Julaine Appling, the executive director of Wisconsin Family Action, a socially conservative organization that opposes homosexuality, unsuccessfully petitioned the Supreme Court to take jurisdiction in an original action in 2009. The domestic partner registry has since been ruled constitutional by Dane County Judge Daniel Moeser, with that decision upheld by a state appeals court.
The appeals court ruled that, when considering eligibility requirements, formation requirements, rights, obligations, and termination requirements, "the 'legal status' of a domestic partnership is not 'substantially similar' to the 'legal status' of marriage."
Appling and her co-plaintiffs appealed to the Supreme Court shortly after the December 2012 appeals court ruling and the high court agreed to hear the case in June 2013.
According to a brief (PDF) filed with the Supreme Court, Appling and her co-plaintiffs will argue that "the Legislature deliberately designed domestic partnerships to mimic marriage" in violation of the state constitution, and that the intent of the constitutional ban on gay marriage was to deny legal status to anything like Wisconsin's domestic partner registry.

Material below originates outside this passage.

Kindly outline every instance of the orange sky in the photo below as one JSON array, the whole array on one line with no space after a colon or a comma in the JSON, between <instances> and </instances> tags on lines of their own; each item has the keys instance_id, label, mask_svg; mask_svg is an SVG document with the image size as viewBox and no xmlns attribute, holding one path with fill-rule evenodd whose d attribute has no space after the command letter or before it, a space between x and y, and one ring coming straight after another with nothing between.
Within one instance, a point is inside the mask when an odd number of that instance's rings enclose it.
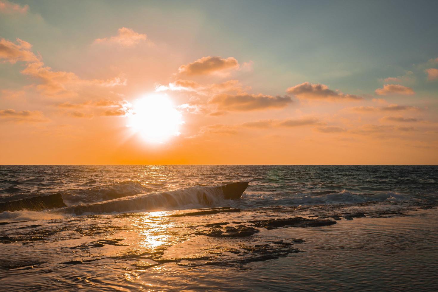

In fact, Appling's brief states that opponents of the constitutional ban and the media "flooded voters" with the message that the amendment would preclude legal statuses like domestic partnerships, and that the supporters of the ban confirmed that message: "Indeed, as the Court of Appeals recognized, 'many opponents adopted the strategy of warning that the marriage amendment would ban domestic partnerships and civil unions.'"
Fair Wisconsin, the state's largest gay rights group and the intervening defendants in the case, disputes Appling's argument about the ban's original intent in its brief to the Wisconsin Supreme Court. The brief cites several statements from lawmakers and Appling herself, who in 2005 wrote in an op-ed for The Daily Cardinal that the ban "does not preclude the state legislature from considering some legal construct -- call it what you will -- that would give select benefits to cohabiting adults."
The brief also argues that the few protections offered through the registry do not mimic the hundreds of protections provided to married couples.
"The limited protections provided by domestic partnerships are a far cry from the significant rights, benefits and responsibilities associated with marriage," Christopher Clark, a senior staff attorney for Lambda Legal, which is representing Fair Wisconsin and a number of gay couples, said in a press release. "To suggest that that the two types of relationships are impermissibly similar is an antigay stretch of the imagination."
Attorney General J.B. Van Hollen refused to defend the domestic partnership registry when Appling filed her challenge in 2009, which prompted Doyle to hire the law firm Cullen Weston Pines & Bach to defend the state. Shortly after Scott Walker became governor he fired the law firm and refused to defend the law.
Oral arguments are scheduled for 1:30 p.m. Wednesday, Oct. 23, and can be streamed via Wisconsin Eye. The Supreme Court's decision is likely to be announced in 2014.